Inspired from Limits: How to evaluate $\lim\limits_{x\rightarrow \infty}\sqrt[n]{x^{n}+a_{n-1}x^{n-1}+\cdots+a_{0}}-x$
What methods can be used to evaluate the limit: $$\lim_{x\rightarrow\infty} (\sqrt[p]{x^{n}+a_{n}x^{n-1}+\cdots+a_{0}}- \sqrt[q]{x^{c}+a_{t}x^{c-1}+\cdots+a_{0}})$$
PS: I am more interested in the general form where limit is of the form $\infty-\infty-\infty-...$
Hint
The idea is based on Taylor series and there's several cases to treat:
$$\sqrt[p]{x^{n}+a_{n}x^{n-1}+\cdots+a_{0}}- \sqrt[q]{x^{c}+a_{t}x^{c-1}+\cdots+a_{0}}\sim_\infty x^{n/p}-x^{c/q}$$ and the case when $\frac{n}{p}-\frac{c}{q}\ne0$ is clear and gives the limit $\pm\infty$. Now we assume that $\frac{n}{p}-\frac{c}{q}=0$ then by the Taylor series:
$$\sqrt[p]{x^{n}+a_{n}x^{n-1}+\cdots+a_{0}}- \sqrt[q]{x^{c}+a_{t}x^{c-1}+\cdots+a_{0}}\sim_\infty x^{\frac np-1}\left(\frac{a_n}{p}-\frac{a_t}{q}\right)$$
and if $\frac{a_n}{p}-\frac{a_t}{q}\ne0$ then the limit depends on three cases: $\frac np-1<0, \frac np-1>0$ or $\frac np-1=0$. If $\frac{a_n}{p}-\frac{a_t}{q}=0$ then the calculus is taken again and we push the development of the Taylor series at another term and we discus the cases that depend on $p,q,a_{n-1},a_{t-1}$ and so on.

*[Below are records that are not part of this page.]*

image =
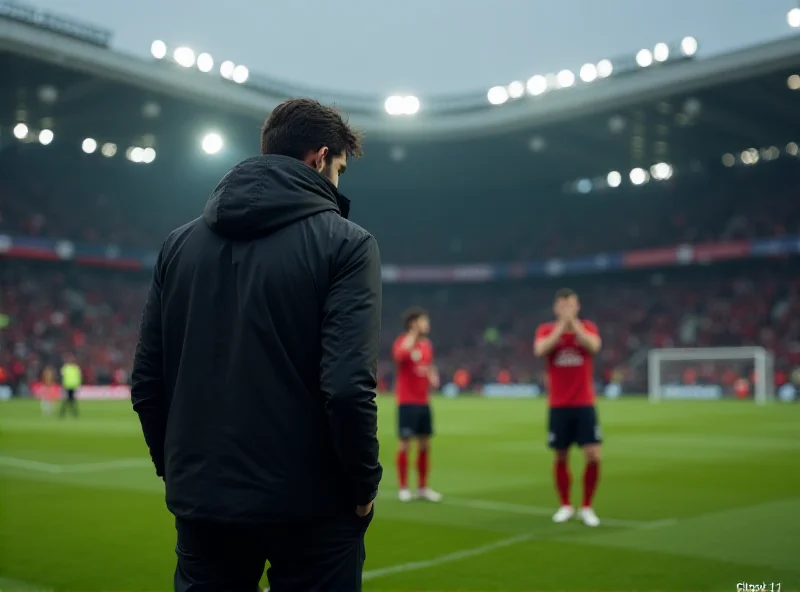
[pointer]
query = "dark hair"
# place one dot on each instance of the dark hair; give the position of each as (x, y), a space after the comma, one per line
(299, 126)
(412, 314)
(565, 293)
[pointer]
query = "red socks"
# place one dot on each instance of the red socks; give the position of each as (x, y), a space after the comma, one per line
(562, 481)
(402, 468)
(591, 475)
(422, 468)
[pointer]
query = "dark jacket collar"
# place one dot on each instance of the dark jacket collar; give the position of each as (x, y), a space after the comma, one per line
(266, 193)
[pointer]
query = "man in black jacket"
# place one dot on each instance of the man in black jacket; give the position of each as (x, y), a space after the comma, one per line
(255, 372)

You can divide everything under the root sign by $x^n$ and put $x$ in front of the root sign.
Then use the binomial formule of Newton for broken exponents: $$(1+y)^n=1+ny+\frac{n(n-1)}{2!}y^2+\frac{n(n-1)(n-2)}{3!}y^3+...+\frac{n(n-1)...(n-k)}{k!}y^k$$ for every real number $n$ and $y \in (-1,1)$.